Abbiamo dalla nostra l’eccellente definizione dell’articolo 111, che probabilmente supera per efficacia la stessa Convenzione europea, in cui si sancisce solo il diritto a vedere fissata l’udienza il prima possibile. La nostra Carta dice invece con chiarezza che è onere dello Stato, e non certo delle parti, assicurare che un giudizio si definisca in tempi non abnormi. Certo, serve un compromesso. Da una parte ci vogliono strumenti che consentano di pervenire nel modo più celere possibile alla conclusione del giudizio, dall’altro tutto va contemperato con le garanzie difensive. Ma qui anziché al compromesso si assiste alla millanteria secondo cui tutto sarebbe risolto dalla nuova prescrizione, giacché adesso si opterà assai più per i riti alternativi, una volta svanita la prospettiva di veder estinto il reato. Mi pare un’altra espressione di quell’orizzonte un po’ ipocrita. Anzi, sembra che lo Stato si sia trasformato in un cacciatore di animali.

Scusi presidente, perché cacciatore di animali? A chi si riferisce?

Alla ricerca del capro espiatorio, che nel processo penale sono chiaramente l’imputato e la sua difesa, e all’introduzione del cavallo di Troia. Qui spero sia comprensibile il riferimento alla nuova disciplina delle intercettazioni: ma le pare possibile che un cellulare debba trasformarsi in una videocamera che dà accesso a qualsiasi cosa io dica o faccia? E le pare che dietro strumenti del genere s’intraveda uno Stato pronto ad assumersi la responsabilità della certezza e della ragionevole durata?

Lei prima ha parlato di avventizi della giustizia: perché?

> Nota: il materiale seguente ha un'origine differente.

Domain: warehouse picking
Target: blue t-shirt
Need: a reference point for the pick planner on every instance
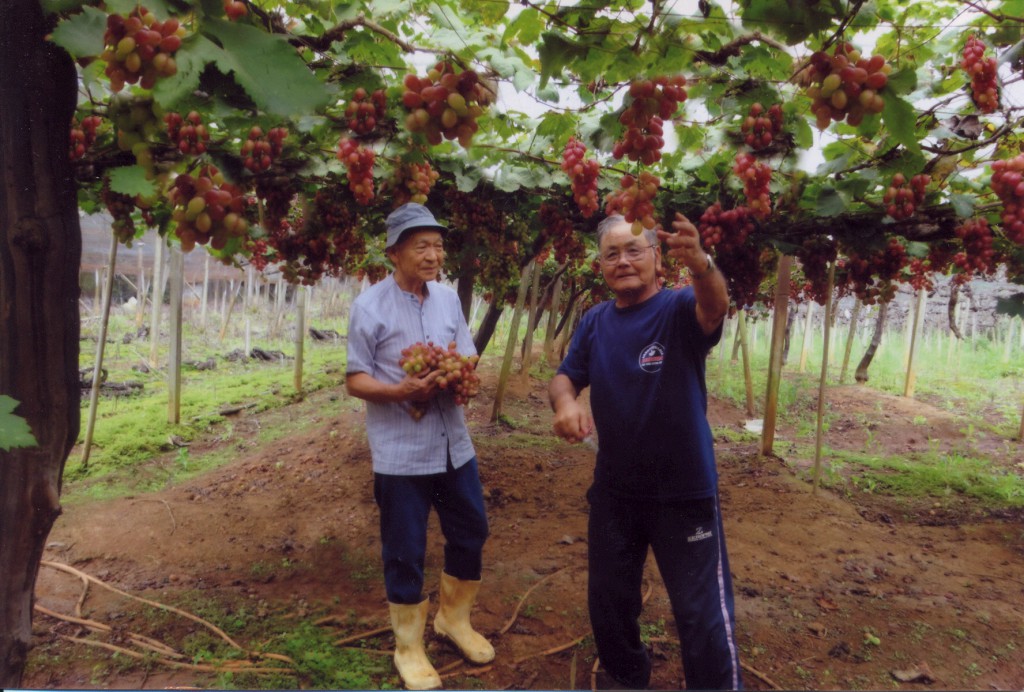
(645, 368)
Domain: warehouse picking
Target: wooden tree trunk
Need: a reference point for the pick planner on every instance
(40, 255)
(880, 323)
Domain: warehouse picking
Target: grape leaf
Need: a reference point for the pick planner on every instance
(82, 34)
(829, 202)
(14, 430)
(556, 51)
(901, 119)
(131, 180)
(964, 205)
(267, 68)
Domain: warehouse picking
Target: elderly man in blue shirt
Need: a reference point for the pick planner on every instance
(419, 463)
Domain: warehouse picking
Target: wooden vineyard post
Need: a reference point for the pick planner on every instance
(723, 348)
(174, 356)
(158, 299)
(1020, 433)
(140, 289)
(806, 344)
(849, 339)
(100, 343)
(300, 334)
(227, 311)
(744, 350)
(534, 317)
(206, 293)
(819, 434)
(911, 372)
(503, 379)
(775, 358)
(549, 332)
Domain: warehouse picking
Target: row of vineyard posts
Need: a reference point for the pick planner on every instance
(281, 134)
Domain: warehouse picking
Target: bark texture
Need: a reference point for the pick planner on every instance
(40, 253)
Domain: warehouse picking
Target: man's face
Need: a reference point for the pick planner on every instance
(629, 263)
(418, 256)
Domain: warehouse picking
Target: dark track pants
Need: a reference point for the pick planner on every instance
(689, 548)
(404, 504)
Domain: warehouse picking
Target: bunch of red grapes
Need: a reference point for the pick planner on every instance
(725, 229)
(235, 9)
(583, 174)
(846, 86)
(139, 48)
(756, 179)
(259, 150)
(815, 255)
(414, 182)
(634, 201)
(359, 166)
(82, 135)
(189, 132)
(760, 128)
(121, 208)
(653, 101)
(901, 202)
(1008, 183)
(983, 71)
(365, 111)
(445, 104)
(978, 255)
(275, 193)
(207, 209)
(328, 243)
(457, 373)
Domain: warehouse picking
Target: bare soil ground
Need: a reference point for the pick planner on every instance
(834, 591)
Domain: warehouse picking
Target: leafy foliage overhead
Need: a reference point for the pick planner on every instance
(859, 131)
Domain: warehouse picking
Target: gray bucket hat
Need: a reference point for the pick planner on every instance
(408, 217)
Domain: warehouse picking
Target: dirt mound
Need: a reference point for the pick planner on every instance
(832, 592)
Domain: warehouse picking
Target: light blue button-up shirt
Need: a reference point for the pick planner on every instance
(383, 320)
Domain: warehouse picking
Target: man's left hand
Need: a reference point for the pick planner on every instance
(684, 244)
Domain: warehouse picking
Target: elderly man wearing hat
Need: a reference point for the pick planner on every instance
(419, 464)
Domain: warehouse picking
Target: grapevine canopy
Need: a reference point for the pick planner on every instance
(883, 133)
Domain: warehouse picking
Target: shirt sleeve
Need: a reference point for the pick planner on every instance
(576, 365)
(361, 344)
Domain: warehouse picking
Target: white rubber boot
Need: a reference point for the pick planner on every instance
(408, 623)
(452, 620)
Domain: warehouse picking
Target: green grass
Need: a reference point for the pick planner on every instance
(134, 428)
(926, 475)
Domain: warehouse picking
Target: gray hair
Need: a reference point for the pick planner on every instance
(609, 222)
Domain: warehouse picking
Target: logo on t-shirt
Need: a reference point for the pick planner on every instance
(651, 357)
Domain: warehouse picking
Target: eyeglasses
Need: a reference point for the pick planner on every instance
(632, 254)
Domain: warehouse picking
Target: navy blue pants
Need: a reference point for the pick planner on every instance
(689, 548)
(404, 504)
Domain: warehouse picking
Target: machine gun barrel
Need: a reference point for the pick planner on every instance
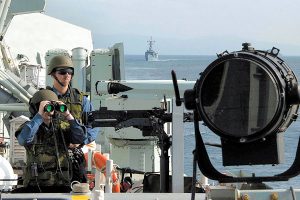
(136, 118)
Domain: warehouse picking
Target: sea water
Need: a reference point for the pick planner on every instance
(189, 67)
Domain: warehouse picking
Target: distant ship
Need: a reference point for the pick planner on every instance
(150, 54)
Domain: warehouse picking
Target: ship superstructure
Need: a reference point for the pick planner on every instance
(150, 54)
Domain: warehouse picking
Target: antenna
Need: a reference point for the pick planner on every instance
(176, 89)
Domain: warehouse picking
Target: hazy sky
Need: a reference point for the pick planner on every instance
(186, 26)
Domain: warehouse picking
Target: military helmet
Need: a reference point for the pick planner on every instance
(61, 62)
(43, 95)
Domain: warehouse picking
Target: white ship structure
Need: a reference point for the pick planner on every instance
(142, 120)
(150, 54)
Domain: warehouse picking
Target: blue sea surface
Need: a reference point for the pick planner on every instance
(189, 67)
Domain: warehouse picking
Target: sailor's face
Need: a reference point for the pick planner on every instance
(64, 77)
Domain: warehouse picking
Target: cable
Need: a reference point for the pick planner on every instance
(194, 175)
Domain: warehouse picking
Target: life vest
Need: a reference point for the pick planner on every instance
(47, 159)
(74, 103)
(99, 161)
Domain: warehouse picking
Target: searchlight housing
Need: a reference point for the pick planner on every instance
(248, 98)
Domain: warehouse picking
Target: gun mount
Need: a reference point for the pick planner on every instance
(150, 122)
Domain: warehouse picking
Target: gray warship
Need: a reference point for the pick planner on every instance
(150, 54)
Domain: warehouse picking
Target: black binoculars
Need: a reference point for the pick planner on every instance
(55, 106)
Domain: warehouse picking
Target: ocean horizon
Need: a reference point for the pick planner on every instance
(188, 67)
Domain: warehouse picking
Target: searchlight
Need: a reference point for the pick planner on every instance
(248, 98)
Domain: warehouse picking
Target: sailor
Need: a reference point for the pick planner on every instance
(61, 70)
(47, 144)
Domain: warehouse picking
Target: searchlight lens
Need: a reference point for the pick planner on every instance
(244, 96)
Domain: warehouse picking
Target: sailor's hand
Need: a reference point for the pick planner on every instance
(67, 113)
(45, 115)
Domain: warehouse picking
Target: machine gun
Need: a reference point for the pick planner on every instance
(150, 122)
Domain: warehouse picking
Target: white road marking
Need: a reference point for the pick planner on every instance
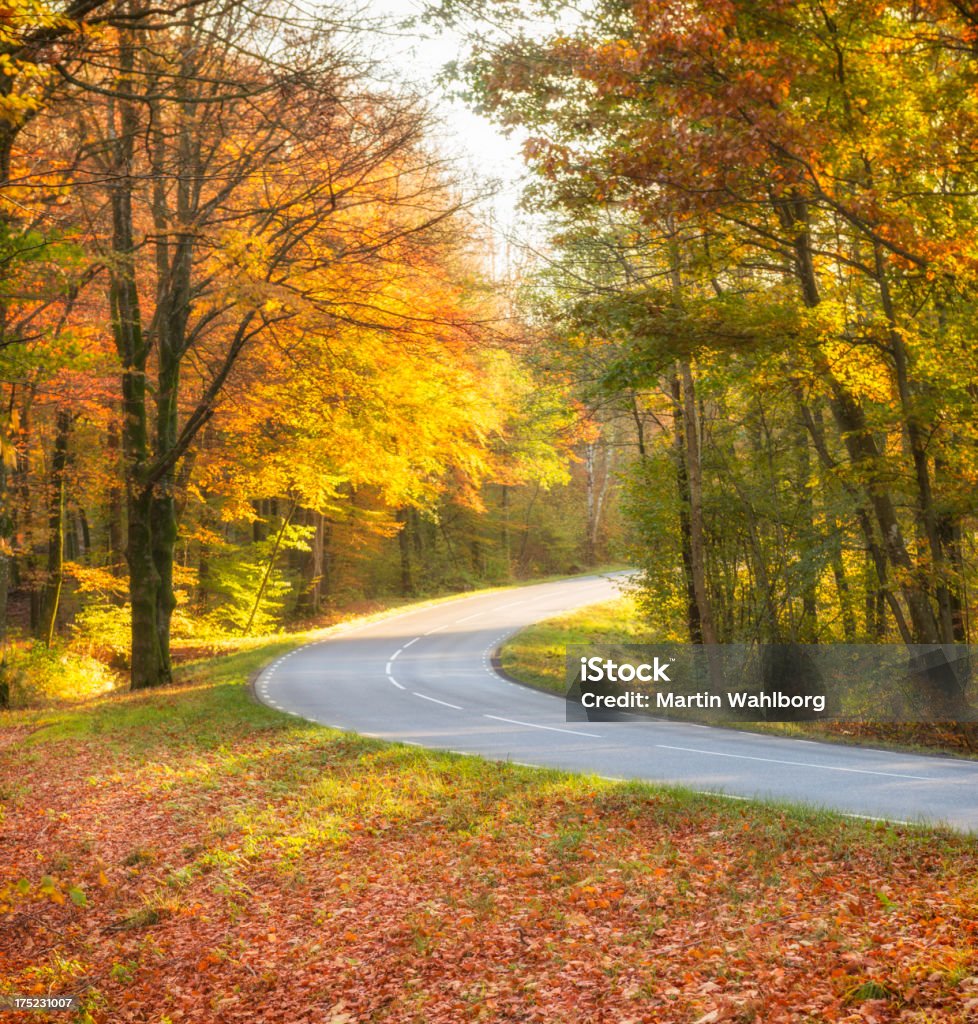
(797, 764)
(549, 728)
(424, 696)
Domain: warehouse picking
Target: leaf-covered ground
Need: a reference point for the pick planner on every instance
(192, 856)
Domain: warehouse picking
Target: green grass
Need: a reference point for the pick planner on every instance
(190, 853)
(536, 654)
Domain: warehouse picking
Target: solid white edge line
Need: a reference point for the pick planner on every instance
(549, 728)
(424, 696)
(797, 764)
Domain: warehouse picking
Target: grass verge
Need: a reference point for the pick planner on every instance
(536, 656)
(192, 855)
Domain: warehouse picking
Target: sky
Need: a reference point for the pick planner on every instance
(483, 151)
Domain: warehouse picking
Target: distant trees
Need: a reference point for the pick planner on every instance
(246, 334)
(796, 185)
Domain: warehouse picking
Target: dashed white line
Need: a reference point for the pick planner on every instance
(797, 764)
(549, 728)
(424, 696)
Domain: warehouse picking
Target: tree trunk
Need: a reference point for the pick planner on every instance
(404, 546)
(51, 596)
(685, 530)
(697, 546)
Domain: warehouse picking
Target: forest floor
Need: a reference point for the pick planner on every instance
(536, 656)
(190, 855)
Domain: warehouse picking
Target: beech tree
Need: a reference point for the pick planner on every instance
(215, 158)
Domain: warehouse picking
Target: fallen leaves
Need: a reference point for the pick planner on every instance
(251, 891)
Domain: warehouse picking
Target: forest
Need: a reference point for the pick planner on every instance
(312, 473)
(764, 264)
(254, 366)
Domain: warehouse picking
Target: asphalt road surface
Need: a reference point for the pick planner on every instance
(425, 677)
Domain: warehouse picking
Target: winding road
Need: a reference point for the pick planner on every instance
(425, 677)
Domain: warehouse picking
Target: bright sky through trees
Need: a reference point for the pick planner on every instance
(418, 52)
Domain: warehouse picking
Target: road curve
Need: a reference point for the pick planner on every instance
(424, 677)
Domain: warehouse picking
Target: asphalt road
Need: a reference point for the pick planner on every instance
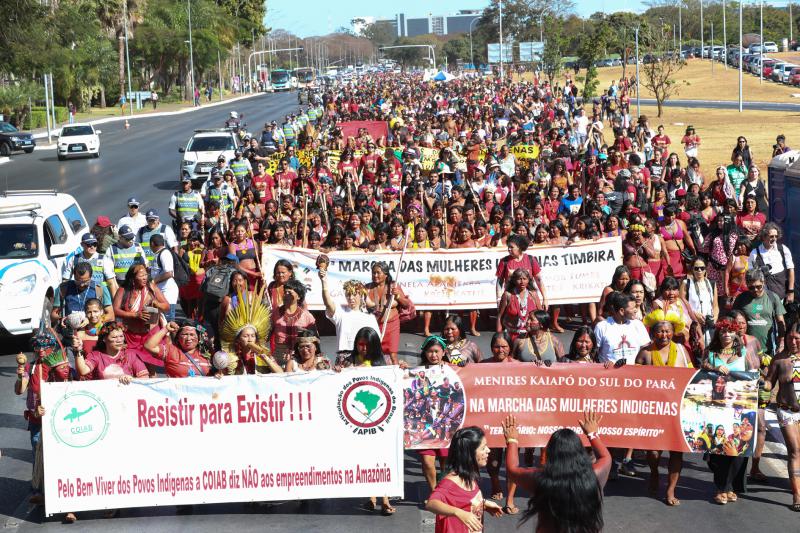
(143, 161)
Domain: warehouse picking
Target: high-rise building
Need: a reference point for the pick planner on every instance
(436, 24)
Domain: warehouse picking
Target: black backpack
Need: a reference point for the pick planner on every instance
(217, 283)
(180, 268)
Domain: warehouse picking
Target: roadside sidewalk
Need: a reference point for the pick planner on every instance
(42, 134)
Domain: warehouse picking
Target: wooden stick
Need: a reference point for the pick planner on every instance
(388, 310)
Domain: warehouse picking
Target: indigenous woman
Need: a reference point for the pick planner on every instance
(244, 336)
(664, 352)
(517, 302)
(289, 318)
(386, 298)
(184, 350)
(457, 501)
(460, 351)
(111, 359)
(245, 250)
(725, 354)
(138, 303)
(307, 355)
(677, 238)
(567, 491)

Si torna a ipotizzare le meravigliose sorti e progressive per l’ufficio del processo, per la massiccia immissione di tirocinanti, di giudici non professionali e di personale assunto a termine. Certo, servono amministrativi e magistrati. Ma servono prima ancora strumenti efficaci e, come già detto, una rigorosa attenzione al principio di legalità da parte di tutti: della magistratura e in generale dello Stato. D’altronde ci sono altri segnali poco incoraggianti, a comporre lo scenario di cartongesso.

A cos’altro si riferisce?

All’impegno per la digitalizzazione. Presupposto indispensabile, intendiamoci: ma sono lustri, ormai, che si annuncia la svolta digitale nel processo. Perché si promette all’Europa il realizzarsi di una svolta telematica che dovrebbe già essere compiuta? Non c’è anche qui un’alterazione della realtà? Ho detto dell’edilizia penitenziaria come mission del Recovery plan: davvero si pensa che costruire più carceri significhi contrastare la recidiva dei reati, come pure si legge nel documento del governo? Stento a crederci. Come mi sembra curioso che per il contrasto della corruzione serva un nuovo organismo, parallelo e dunque sostitutivo dell’Anac: immagino che chi ha guidato l’authority nei primi cinque anni di vita non sia entusiasta della novità. Rispetto all’obiettivo di tutelare le imprese che vantano crediti si dovrebbe riconsiderare, a mio giudizio, l’istituzione di Tribunali preposti solo a tale settore, con il contributo degli esperti così come avviene nella giustizia minorile. E visto che di processo civile si parla, proprio non riesco a ignorare quell’ipotesi dichiarata negli impegni assunti sulla giustizia dal documento del governo: l’amministrazione che si costituisce contro il cittadino ritenuto responsabile di aver intrapreso una lite temeraria. Si pretende di far pagare alle parti la mancata efficienza della giustizia. Hai avuto torto, adesso paghi anche i danni allo Stato. Mi sembra troppo, visti i danni che finora proprio lo Stato ha procurato ai cittadini.

Insomma, gli impegni sulla giustizia andrebbero rivisti del tutto.

Non si può certo negare che da un lato vi è una maggioranza di magistrati i quali svolgono con capacità professionalita e, quando occorre, riserbo il loro dovere. Dall’altro, che le colpe della disorganizzazione vanno attribuite purtroppo a una tradizione di disinteresse per la giustizia da parte della politica passata e non solo presente. Ma il risultato è quello che vediamo nella quotidianità. E rende possibile il tentativo della riforma di sistema che l’Europa, i mercati e prima ancora i cittadini si aspettano.